GEM: Generating LiDAR World Model via Deformable Mamba
Abstract
World models, which simulate environmental dynamics and generate sensor observations, are gaining increasing attention in autonomous driving. However, progress in LiDAR-based world models has lagged behind those built on camera videos or occupancy data, primarily due to two core challenges: the inherent disorder of point clouds and the difficulty of distinguishing dynamic objects from static structures. To address these issues, we propose GEM: a Generative LiDAR world model that leverages dEformable Mamba architecture, significantly improving fidelity and imaginative capability. Specifically, leveraging the structural similarity between sequential laser scanning and Mamba's processing mechanism, we first tokenize LiDAR sweeps into compact representations via a custom LiDAR scene tokenizer.
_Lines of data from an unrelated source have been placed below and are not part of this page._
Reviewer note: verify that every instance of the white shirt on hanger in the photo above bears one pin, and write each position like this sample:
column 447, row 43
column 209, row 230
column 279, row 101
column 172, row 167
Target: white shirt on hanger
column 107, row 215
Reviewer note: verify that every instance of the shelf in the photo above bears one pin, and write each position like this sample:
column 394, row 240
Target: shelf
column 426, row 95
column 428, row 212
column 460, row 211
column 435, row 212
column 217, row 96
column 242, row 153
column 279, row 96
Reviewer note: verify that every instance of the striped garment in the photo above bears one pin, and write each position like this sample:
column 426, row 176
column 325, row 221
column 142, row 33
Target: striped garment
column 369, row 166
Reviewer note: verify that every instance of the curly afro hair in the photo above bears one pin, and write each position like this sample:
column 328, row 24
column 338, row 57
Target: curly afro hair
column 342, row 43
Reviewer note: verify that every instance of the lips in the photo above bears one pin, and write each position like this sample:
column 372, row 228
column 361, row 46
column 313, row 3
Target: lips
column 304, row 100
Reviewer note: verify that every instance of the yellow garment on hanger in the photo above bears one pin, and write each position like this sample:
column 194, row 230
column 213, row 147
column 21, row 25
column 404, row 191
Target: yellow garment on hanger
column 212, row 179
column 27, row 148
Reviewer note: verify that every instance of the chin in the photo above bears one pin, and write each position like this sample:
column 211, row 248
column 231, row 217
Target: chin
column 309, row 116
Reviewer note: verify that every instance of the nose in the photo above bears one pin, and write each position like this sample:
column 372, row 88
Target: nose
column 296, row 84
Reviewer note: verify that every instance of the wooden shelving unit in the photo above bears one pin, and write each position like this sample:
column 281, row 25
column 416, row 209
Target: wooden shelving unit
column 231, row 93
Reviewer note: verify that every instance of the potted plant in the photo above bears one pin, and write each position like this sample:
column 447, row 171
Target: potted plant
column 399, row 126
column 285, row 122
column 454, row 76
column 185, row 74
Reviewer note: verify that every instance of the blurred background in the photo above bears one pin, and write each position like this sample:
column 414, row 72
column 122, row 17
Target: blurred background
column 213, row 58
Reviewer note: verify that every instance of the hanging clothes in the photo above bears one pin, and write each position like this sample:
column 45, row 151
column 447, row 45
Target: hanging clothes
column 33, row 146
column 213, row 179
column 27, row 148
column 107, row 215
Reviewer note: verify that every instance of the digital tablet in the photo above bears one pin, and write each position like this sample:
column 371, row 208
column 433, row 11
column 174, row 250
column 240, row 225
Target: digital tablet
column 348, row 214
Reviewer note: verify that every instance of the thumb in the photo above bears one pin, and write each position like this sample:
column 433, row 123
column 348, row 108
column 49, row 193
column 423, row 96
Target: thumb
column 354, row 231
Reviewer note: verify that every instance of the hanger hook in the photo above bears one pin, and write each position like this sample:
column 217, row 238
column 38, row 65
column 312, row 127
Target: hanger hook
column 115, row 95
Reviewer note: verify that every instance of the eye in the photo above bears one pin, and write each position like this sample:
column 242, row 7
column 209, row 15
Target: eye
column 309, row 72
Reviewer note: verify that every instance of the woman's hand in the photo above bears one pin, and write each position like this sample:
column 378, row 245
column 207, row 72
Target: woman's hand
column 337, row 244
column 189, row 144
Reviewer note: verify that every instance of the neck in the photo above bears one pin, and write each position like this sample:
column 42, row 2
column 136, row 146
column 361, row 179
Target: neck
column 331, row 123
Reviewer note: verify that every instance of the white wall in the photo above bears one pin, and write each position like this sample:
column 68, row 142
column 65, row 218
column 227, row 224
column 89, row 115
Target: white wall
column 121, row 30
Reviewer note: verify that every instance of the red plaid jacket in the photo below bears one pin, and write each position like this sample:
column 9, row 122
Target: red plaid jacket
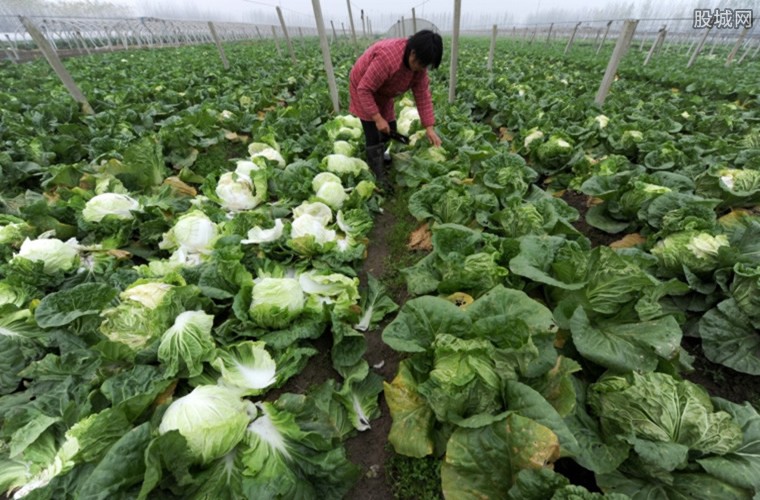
column 379, row 75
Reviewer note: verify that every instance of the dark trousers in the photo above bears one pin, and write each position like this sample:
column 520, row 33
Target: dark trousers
column 372, row 136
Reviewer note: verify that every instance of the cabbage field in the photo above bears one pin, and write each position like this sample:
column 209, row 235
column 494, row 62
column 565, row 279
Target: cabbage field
column 579, row 320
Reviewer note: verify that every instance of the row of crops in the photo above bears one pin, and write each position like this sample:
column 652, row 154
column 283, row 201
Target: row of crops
column 168, row 262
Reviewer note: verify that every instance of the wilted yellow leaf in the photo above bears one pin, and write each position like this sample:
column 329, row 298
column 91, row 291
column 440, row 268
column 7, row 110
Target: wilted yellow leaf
column 119, row 254
column 180, row 187
column 628, row 241
column 421, row 239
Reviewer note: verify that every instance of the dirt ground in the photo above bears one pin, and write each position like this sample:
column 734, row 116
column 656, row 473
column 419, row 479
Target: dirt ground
column 369, row 449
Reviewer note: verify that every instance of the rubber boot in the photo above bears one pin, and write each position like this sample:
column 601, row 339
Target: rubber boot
column 377, row 165
column 386, row 150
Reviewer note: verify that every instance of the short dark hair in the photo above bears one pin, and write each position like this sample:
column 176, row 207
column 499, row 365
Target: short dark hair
column 427, row 47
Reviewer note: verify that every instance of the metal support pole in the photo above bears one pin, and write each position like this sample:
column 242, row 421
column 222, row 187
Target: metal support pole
column 287, row 37
column 736, row 46
column 219, row 47
column 621, row 47
column 699, row 47
column 56, row 64
column 454, row 51
column 326, row 55
column 604, row 38
column 351, row 19
column 492, row 49
column 572, row 37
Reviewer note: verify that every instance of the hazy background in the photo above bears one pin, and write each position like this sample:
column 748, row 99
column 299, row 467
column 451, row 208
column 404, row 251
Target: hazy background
column 382, row 14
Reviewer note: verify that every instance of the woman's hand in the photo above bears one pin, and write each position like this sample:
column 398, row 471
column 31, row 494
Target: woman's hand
column 432, row 136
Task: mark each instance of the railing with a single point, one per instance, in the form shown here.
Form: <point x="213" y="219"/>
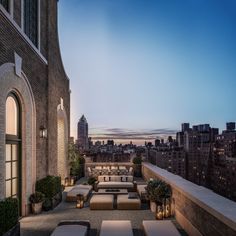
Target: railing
<point x="197" y="209"/>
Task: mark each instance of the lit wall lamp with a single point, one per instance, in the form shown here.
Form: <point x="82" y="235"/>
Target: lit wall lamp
<point x="43" y="132"/>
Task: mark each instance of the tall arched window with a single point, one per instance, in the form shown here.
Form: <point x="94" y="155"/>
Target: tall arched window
<point x="13" y="146"/>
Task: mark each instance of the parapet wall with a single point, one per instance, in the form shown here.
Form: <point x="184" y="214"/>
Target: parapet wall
<point x="197" y="209"/>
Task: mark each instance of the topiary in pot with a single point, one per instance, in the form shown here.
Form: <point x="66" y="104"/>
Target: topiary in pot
<point x="137" y="161"/>
<point x="36" y="199"/>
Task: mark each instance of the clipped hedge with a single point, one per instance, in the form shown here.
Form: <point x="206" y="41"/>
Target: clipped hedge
<point x="9" y="214"/>
<point x="49" y="186"/>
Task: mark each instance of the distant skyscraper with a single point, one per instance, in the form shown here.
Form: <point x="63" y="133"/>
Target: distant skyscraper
<point x="185" y="127"/>
<point x="82" y="133"/>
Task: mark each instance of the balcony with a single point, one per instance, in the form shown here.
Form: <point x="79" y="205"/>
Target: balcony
<point x="196" y="210"/>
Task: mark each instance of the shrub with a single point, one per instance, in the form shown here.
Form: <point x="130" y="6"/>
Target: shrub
<point x="49" y="186"/>
<point x="91" y="180"/>
<point x="158" y="191"/>
<point x="36" y="197"/>
<point x="9" y="214"/>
After unsupervised disentanglement of tokenized features via a dynamic-static separator, a tri-path deformable Mamba is introduced to perform selective scanning and adaptive gating fusion over the disentangled features, leading to enhanced spatial-temporal understanding of the world evolution. Optionally, a planner and a BEV layout controller can be integrated to explore the model's capability for autonomous rollout and it's potential to generate "what-if" scenarios. Extensive experiments show that GEM achieves state-of-the-art performances across diverse benchmarks and evaluation settings, demonstrating its superiority and effectiveness.